By Eunice Chen, June 2020

Types

For each of the following expressions, state its type and value.

fun f (x : int) : int = f x

Type: int -> int
Value: The value is the function itself

val x = []::(150::[])

Type: int list
Value: [150]

fun f L =
    case L of
      [] => [[]]
    | x::xs => [x] @ []

Type: not well-typed
Value: no value, because it is not well-typed

What is the type and value of x?

fun f (y : int) : int = f y
val x : int = f y

Type: int
Value: No value, because it loops forever

What is the type and value of y?

val x =
    let
      fun incr (n : int) = n + 1
    in
      incr
    end
val y = incr

Type: No type, since incr is not in scope
Value: No value, since incr is not in scope

Recursion

Induction

Given the following function:

(* length: int list -> int *)
fun length [] = 0
  | length x::xs = 1 + length(xs)

(* append: int list * int list -> int list *)
fun append ([], L) = L
  | append (x::xs, L) = x :: append(xs, L)

Prove that for all L1, L2 : int list, length(append(L1, L2)) = length(L1) + length(L2).

Proof: By structural induction on L1.

BC: L1 = []

length(append(L1, L2))
= length(append([], L2))
= length(L2) [Clause 1 of append]

length(L1) + length(L2)
= length([]) + length(L2)
= 0 + length(L2) [Clause 1 of length]
= length(L2) [math and totality of length]

IS: L1 = x::xs for some x : int, xs : int list

IH: length(append (xs, L2)) = length(xs) + length(L2)

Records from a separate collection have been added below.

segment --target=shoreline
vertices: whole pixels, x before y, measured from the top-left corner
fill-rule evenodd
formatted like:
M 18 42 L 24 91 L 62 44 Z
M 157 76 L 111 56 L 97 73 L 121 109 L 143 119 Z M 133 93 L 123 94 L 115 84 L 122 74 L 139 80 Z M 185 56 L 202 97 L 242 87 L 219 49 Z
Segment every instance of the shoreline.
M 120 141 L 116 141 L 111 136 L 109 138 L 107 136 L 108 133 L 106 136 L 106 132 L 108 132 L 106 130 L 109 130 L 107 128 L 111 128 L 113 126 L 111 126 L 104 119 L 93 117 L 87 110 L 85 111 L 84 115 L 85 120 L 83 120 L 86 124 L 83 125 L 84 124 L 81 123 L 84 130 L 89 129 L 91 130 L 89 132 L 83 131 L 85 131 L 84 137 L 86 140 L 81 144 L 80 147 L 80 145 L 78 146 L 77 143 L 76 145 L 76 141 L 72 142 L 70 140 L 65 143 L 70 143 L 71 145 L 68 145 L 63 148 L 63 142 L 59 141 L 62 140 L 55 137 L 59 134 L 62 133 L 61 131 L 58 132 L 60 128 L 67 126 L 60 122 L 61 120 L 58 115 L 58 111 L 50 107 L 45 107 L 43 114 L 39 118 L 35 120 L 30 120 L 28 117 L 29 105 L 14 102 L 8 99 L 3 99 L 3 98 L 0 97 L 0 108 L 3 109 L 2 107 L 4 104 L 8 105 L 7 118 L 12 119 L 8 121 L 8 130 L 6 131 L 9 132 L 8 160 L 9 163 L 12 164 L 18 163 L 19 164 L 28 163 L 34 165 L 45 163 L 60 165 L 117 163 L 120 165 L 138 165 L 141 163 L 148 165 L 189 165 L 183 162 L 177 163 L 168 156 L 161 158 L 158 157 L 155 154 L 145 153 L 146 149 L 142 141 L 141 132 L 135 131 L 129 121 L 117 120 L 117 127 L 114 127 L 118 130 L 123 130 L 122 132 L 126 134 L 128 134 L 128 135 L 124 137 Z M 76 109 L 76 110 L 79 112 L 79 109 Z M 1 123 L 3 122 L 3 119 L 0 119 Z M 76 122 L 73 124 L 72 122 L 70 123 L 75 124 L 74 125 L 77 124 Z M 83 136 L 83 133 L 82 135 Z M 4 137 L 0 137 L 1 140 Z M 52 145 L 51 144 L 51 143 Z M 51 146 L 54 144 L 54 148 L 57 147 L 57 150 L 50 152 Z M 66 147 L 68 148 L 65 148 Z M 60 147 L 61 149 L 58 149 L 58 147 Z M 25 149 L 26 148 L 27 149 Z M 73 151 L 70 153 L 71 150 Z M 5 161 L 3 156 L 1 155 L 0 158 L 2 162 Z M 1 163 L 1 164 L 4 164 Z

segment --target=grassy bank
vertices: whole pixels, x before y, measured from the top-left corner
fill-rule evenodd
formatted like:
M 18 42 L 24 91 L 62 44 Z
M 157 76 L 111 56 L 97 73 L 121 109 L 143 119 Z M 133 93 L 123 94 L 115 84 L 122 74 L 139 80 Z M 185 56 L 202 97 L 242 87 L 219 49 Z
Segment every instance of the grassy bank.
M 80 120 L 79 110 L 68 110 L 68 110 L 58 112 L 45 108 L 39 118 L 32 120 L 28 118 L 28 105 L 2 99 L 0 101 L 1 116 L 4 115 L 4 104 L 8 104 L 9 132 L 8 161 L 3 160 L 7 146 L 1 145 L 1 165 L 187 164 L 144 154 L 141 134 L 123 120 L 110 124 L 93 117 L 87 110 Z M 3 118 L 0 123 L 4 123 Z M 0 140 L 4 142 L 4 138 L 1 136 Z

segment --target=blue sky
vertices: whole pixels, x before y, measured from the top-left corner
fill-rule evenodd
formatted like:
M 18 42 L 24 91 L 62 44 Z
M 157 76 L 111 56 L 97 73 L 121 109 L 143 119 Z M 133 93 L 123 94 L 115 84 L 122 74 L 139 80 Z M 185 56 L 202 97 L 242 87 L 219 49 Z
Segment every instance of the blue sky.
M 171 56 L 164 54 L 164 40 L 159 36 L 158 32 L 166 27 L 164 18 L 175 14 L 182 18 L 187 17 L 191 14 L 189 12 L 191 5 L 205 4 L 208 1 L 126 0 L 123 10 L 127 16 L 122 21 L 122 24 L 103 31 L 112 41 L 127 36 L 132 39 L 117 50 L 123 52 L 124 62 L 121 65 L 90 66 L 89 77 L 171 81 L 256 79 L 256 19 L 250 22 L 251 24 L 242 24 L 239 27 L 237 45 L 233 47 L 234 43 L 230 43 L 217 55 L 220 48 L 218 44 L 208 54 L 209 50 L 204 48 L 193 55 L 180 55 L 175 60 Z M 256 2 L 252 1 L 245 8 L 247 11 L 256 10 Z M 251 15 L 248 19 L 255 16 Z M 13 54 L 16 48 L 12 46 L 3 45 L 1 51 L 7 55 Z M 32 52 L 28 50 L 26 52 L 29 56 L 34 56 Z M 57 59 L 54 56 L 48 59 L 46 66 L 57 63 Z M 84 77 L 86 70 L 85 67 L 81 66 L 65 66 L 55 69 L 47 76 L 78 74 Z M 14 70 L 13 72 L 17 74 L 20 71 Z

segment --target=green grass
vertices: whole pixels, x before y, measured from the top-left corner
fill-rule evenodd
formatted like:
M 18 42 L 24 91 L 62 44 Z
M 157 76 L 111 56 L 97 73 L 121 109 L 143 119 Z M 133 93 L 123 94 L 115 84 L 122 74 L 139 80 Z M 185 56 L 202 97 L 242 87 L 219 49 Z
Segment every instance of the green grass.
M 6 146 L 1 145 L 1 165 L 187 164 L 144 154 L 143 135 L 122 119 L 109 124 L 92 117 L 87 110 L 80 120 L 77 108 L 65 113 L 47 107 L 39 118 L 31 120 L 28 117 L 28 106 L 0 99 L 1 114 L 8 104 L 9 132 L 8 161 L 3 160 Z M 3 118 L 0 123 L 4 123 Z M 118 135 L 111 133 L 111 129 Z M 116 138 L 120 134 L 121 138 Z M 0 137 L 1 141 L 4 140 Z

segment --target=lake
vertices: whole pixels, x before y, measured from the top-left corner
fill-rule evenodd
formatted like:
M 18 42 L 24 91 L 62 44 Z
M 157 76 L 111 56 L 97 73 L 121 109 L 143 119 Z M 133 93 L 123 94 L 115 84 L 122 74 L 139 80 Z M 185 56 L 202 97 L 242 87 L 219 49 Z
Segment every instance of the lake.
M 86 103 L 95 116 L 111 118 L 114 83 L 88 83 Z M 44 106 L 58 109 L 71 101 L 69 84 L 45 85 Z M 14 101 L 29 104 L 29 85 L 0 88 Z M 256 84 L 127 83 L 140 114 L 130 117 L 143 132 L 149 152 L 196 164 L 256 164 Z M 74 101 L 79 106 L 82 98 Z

WTS: length(append (x::xs, L2)) = length(x::xs) + length(L2)

length(append (L1, L2))
= length(append (x::xs, L2)
= length (x::append(xs, L2)) [Clause 2 of append]
= 1 + length(append(xs, L2)) [Clause 2 of length, totality of append]
= 1 + length(xs) + length(L2) [IH]

length(L1) + length(L2)
= length(x::xs) + length(L2)
= 1 + length(xs) + length(L2) [Clause 2 of length]

By structural induction, we have shown that for all L1, L2 : int list, length(append(L1, L2)) = length(L1) + length(L2).